July 30, 1975
Report, Embassy of Hungary in North Korea to the Hungarian Foreign Ministry
Kim Il Sung, the general secretary of the KWP and the president of the DPRK, made official visits to
-- China (on 18-26 April 1975)
-- Romania (on 22-26 May 1975)
-- Algeria (between 26 May and 2 June 1975)
-- Mauritania (from 30 May to 1 June 1975)
-- Bulgaria (on 2-5 June 1975) and
-- Yugoslavia (on 5-9 June 1975)
as the head of a party and government delegation. After his visit to China, he also wanted to visit the Soviet Union in the second half of May, but the date he proposed did not suit the Soviet leaders. He also asked to be received in Prague, but the date did not suit [the Czechoslovak leadership] either.
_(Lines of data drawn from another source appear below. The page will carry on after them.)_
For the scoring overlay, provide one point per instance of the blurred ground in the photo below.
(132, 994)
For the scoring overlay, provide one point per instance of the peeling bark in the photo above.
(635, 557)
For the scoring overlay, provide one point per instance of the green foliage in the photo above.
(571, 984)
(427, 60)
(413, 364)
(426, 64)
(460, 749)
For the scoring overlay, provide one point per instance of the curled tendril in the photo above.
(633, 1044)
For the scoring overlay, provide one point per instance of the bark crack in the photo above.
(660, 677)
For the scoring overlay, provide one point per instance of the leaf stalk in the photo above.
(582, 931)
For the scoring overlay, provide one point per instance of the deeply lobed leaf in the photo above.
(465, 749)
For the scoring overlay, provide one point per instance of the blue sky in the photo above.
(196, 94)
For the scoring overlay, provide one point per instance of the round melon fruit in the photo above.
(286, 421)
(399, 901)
His intention to visit Moscow is an important political fact for two reasons. On the one hand, it shows that the DPRK continues to pursue a so-called policy of maintaining a balance of power between the Chinese party and our parties; on the other hand, we should take this intention into consideration while evaluating his trips to China, Europe, and Africa. [...]
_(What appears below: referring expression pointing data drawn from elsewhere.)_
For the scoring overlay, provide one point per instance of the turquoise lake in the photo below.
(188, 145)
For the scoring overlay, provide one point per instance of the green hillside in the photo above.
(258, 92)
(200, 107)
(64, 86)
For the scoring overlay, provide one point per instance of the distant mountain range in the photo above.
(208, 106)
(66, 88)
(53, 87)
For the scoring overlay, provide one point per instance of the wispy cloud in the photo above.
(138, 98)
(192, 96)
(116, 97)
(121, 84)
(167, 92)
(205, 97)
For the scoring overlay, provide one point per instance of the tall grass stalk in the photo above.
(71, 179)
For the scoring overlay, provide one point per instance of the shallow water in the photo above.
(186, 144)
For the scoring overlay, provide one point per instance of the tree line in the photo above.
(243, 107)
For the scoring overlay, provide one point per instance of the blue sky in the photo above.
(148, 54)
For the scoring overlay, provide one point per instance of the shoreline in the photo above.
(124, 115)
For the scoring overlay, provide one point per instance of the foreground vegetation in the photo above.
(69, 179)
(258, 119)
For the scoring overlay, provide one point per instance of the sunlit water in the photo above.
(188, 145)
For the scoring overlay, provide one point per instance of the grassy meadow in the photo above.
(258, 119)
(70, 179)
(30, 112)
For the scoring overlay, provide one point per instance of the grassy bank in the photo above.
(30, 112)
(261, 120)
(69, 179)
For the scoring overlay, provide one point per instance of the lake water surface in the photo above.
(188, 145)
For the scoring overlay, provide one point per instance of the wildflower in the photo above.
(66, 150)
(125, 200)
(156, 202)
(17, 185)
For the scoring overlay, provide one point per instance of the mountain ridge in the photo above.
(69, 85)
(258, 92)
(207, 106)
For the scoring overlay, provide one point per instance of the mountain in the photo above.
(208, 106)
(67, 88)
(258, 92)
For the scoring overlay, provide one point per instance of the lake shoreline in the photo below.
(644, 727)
We know from Soviet and Chinese sources (the DRV ambassador to Pyongyang informed us about the conversation that he had had with the Chinese ambassador to Pyongyang) that – primarily in China – Kim Il Sung considered the possibility of a military solution. According to the Chinese ambassador, the DPRK wants to create the kind of military situation in South Korea that came into being in South Vietnam before the victory. Taking advantage of the riots against the dictatorial regime of Park Chung Hee, and invited by certain South Korean [political] forces, the DPRK would have given military assistance if it had not been dissuaded from doing so in time.
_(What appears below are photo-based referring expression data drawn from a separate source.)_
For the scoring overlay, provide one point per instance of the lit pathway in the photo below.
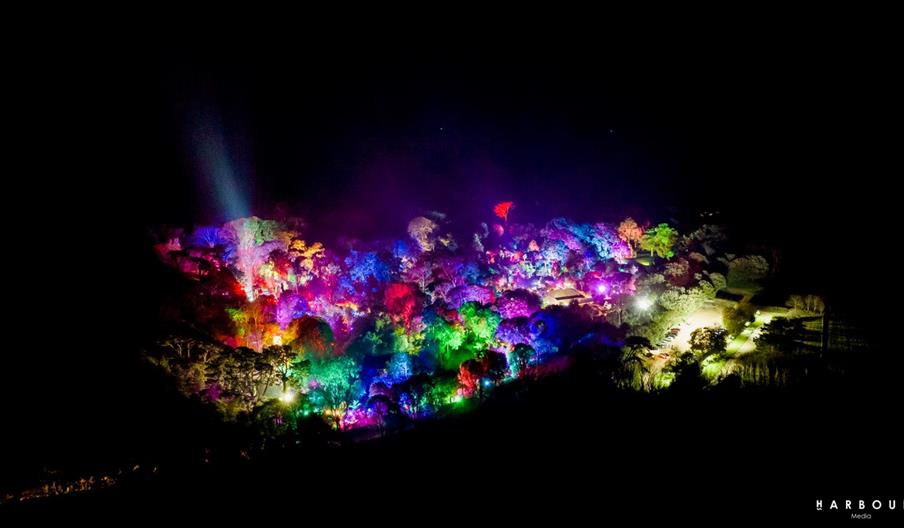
(743, 343)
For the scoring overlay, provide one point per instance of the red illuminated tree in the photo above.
(502, 209)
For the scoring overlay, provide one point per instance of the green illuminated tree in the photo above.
(337, 386)
(659, 241)
(709, 340)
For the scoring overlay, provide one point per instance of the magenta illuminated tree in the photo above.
(631, 233)
(252, 239)
(421, 230)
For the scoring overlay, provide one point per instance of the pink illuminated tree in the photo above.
(502, 210)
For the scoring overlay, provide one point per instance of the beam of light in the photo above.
(217, 175)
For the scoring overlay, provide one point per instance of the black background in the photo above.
(782, 124)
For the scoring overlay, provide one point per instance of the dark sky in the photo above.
(359, 139)
(783, 129)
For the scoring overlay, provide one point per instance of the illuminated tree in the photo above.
(246, 374)
(421, 230)
(502, 210)
(401, 301)
(659, 241)
(735, 318)
(522, 356)
(314, 338)
(631, 233)
(252, 240)
(708, 340)
(746, 272)
(781, 334)
(336, 386)
(282, 359)
(470, 376)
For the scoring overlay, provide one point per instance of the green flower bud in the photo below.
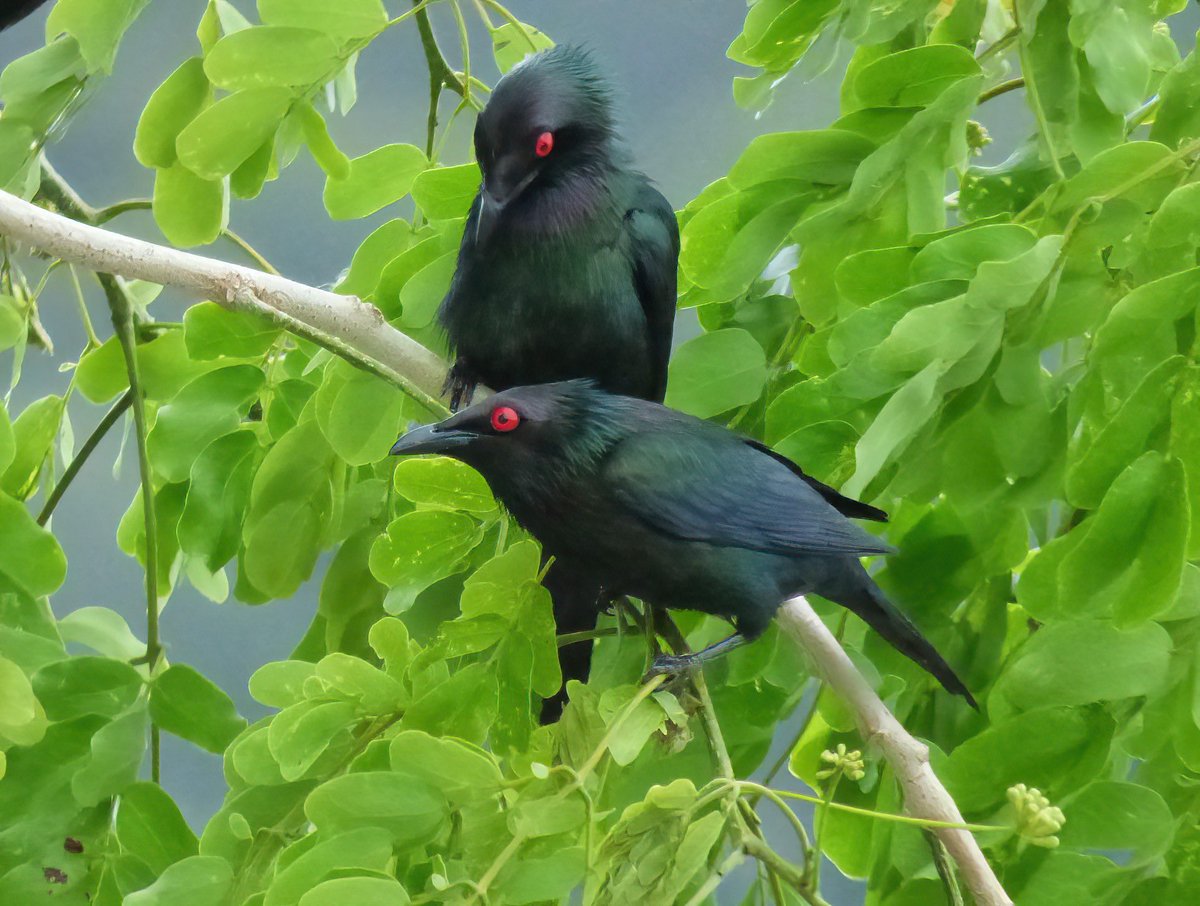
(1037, 820)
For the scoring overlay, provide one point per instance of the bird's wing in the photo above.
(711, 486)
(845, 505)
(654, 245)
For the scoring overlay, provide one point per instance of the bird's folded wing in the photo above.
(709, 486)
(654, 243)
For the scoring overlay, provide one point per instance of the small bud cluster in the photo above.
(977, 137)
(1037, 820)
(847, 763)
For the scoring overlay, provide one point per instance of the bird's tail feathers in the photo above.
(885, 618)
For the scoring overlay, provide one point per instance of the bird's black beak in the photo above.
(432, 438)
(490, 209)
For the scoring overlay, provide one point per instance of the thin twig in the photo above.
(1003, 88)
(945, 869)
(123, 323)
(81, 457)
(1000, 45)
(923, 792)
(1035, 99)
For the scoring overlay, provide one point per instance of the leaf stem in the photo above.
(93, 340)
(1035, 99)
(123, 323)
(514, 22)
(102, 215)
(945, 869)
(1000, 45)
(879, 815)
(81, 457)
(1003, 88)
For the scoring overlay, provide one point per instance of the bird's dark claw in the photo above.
(669, 665)
(460, 385)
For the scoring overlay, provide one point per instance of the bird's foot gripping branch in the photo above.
(438, 709)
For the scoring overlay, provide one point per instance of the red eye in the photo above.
(504, 418)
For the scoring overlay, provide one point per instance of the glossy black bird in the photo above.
(675, 510)
(568, 261)
(567, 268)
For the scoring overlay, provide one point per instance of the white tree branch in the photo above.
(923, 793)
(359, 328)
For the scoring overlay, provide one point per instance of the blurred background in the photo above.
(666, 61)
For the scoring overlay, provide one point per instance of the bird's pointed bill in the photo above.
(431, 438)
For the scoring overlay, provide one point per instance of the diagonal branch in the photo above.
(923, 792)
(313, 312)
(360, 329)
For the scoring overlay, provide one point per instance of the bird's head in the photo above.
(547, 124)
(527, 431)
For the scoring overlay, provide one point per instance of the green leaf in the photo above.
(281, 683)
(303, 732)
(346, 18)
(447, 192)
(213, 331)
(150, 826)
(270, 57)
(717, 372)
(420, 549)
(22, 719)
(959, 255)
(370, 688)
(87, 685)
(1132, 558)
(365, 849)
(186, 703)
(1115, 815)
(34, 432)
(207, 408)
(1072, 664)
(547, 816)
(102, 630)
(899, 421)
(442, 481)
(189, 209)
(359, 891)
(359, 414)
(1053, 749)
(461, 772)
(195, 881)
(826, 156)
(117, 753)
(227, 133)
(550, 877)
(173, 105)
(316, 135)
(408, 809)
(96, 24)
(217, 497)
(289, 502)
(376, 252)
(425, 289)
(463, 706)
(511, 45)
(30, 557)
(636, 729)
(377, 179)
(29, 76)
(1123, 438)
(912, 78)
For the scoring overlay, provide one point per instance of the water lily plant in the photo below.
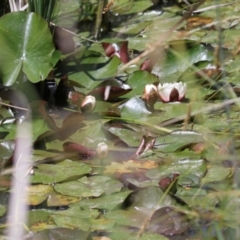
(150, 94)
(119, 49)
(172, 92)
(88, 104)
This dissuasion obviously began as early as [Kim Il Sung's visit] in Beijing, for it is well-known that – primarily in Asia – China holds back and opposes any kind of armed struggle that might shake the position of the USA in Asia. A new Korean War would not be merely a war between North and South [Korea]. With this end in view, during the Korean party and government delegation's stay in Beijing, the Chinese side strongly emphasized the importance of the peaceful unification of Korea [...] For his part, Kim Il Sung said nothing, or hardly anything, about his own proposals to find a peaceful solution. On the contrary, he declared that if a revolution flared up in South Korea, the DPRK could not remain indifferent; it would give active assistance to the South Korean people. And if the enemy started a war, it would be met with a crushing repulse. In such a war the DPRK could lose only the cease-fire line, but it might achieve the unification of the country, he said.
Of the six visits, the ones made to China and Yugoslavia were also important in regard to the military equipment and military technology made available to the DPRK. China provides the People's Army of the DPRK with many kinds of military equipment and arms. The possibility of giving certain tactical nuclear weapons [to North Korea] in order to offset the nuclear forces in South Korea also came into consideration. A deputy minister of the People's Armed Forces in Pyongyang, who on 11 June received the Hungarian military [officers who arrived in North Korea for] vacationing, alluded to that. Yugoslavia helps [the DPRK] primarily in the field of naval forces.
Dr Janos Taraba
charge d'affaires ad interim
Hungarian report on Sino-Korean relations. China is wary of a second Korean War, whereas Kim Il Sung makes it clear that military force is an option. Military technology and equipment were also made available to Kim Il Sung on his foreign relations tour.